No way would that kid have gone through the Jabberwock. No way.

She kept telling herself that as she ran out the door and across the parking lot to the bus shelter. That’s where she stopped telling herself, when she saw the unmistakable reddish-brown hair on the young boy who was vomiting so violently he was spraying blood out his nose.

But it was the boy beside him that stopped Sam in her tracks. Printed on his forehead were the words: rattlesnake bite. Not that she’d needed an explanation.

Rusty saw her then, or at least became aware of her presence and managed to force words through and around the heaving.

“Big one. Timber rattler.”

The boy was Douglas Taylor and he was, indeed, in bad shape. His whole left arm was swollen to twice its size, all the way to the shoulder. His hand had turned an angry purple color, with two oozing indentions on the back of it. And he was bleeding. His nose was an open spigot of blood that would have drowned him if Pete hadn’t had the presence of mind to roll him onto his side. The nosebleed was courtesy of the Jabberwock. Everything else was courtesy of a timber rattlesnake.

She knelt and took hold of the wrist on his right hand. His pulse was rapid and thready, his face as white as a sack of flour, he was sweating and gasping for breath.

She looked up at Pete, who had come back out behind her. He knelt on the ground on the other side of Douglas, while she heard Rusty heaving and heaving behind her. She looked into Pete’s eyes.

“Do you have any—?” he asked.

“Antivenom? No.”

The survival rate for rattlesnake bites was higher than ninety percent — if the victim received antivenin within two hours after the bite. Sam didn’t know how much time had elapsed since Douglas had been bitten, but it hardly mattered. Without the antivenin, there was really nothing she could do.

“How did he end up in the Jabberwock?” Pete asked and Sam instantly understood. She turned toward Rusty and froze in place like a statue. Malachi had come out of the building behind her and Pete. He had apparently lifted/helped Rusty up onto the bus shelter bench and was sitting beside the boy, holding his head as he heaved.

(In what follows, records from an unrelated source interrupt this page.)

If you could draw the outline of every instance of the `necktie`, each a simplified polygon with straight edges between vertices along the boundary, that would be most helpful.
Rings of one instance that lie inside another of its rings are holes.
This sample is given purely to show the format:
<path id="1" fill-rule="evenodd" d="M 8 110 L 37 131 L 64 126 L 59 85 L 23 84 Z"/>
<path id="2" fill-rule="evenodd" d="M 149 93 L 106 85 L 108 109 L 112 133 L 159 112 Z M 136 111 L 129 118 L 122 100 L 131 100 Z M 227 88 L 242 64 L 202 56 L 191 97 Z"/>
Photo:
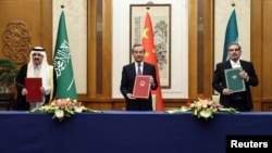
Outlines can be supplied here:
<path id="1" fill-rule="evenodd" d="M 140 64 L 138 63 L 138 75 L 141 75 Z"/>

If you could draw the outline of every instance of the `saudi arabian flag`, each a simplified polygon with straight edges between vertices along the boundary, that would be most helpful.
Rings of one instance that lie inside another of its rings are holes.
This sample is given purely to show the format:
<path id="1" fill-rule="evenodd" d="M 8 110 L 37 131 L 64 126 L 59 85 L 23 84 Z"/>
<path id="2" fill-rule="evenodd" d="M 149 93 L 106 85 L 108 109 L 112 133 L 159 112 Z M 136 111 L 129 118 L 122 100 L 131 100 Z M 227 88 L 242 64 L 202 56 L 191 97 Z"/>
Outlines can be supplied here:
<path id="1" fill-rule="evenodd" d="M 237 27 L 235 9 L 233 9 L 233 12 L 232 12 L 231 17 L 228 18 L 228 22 L 226 25 L 224 52 L 223 52 L 223 60 L 222 61 L 228 60 L 227 46 L 231 42 L 238 42 L 238 27 Z"/>
<path id="2" fill-rule="evenodd" d="M 70 54 L 64 12 L 61 12 L 57 35 L 53 66 L 57 73 L 57 98 L 77 100 L 73 65 Z"/>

Malachi saw her staring, misread the stunned look on her face.

“He’s fine,” he said, then nodded toward Douglas. “Wrote rattlesnake bite on his forehead because he knew somebody on the other end would need to know that. He did it on purpose, rode the Jabberwock to get his friend help.”

Malachi was right of, course. Rusty had gone through all that … and it didn’t matter. If Sam had been standing beside Douglas when he got bit she could have done no more for him than she could right now.

Without antivenom … there wasn’t a thing she could do to save the boy’s life. And from the look of him, it wasn’t likely to last much longer.

“Call his mother,” Sam instructed Raylynn, who stood beside where Pete knelt. “Her name’s Claire … not Taylor … McFarland. If you can’t find that number, call Little Elmer Jones. He lives down the road, so do the Callaways. She needs to get here as fast as she can.

What she didn’t say was, “so she can say goodbye to her son.”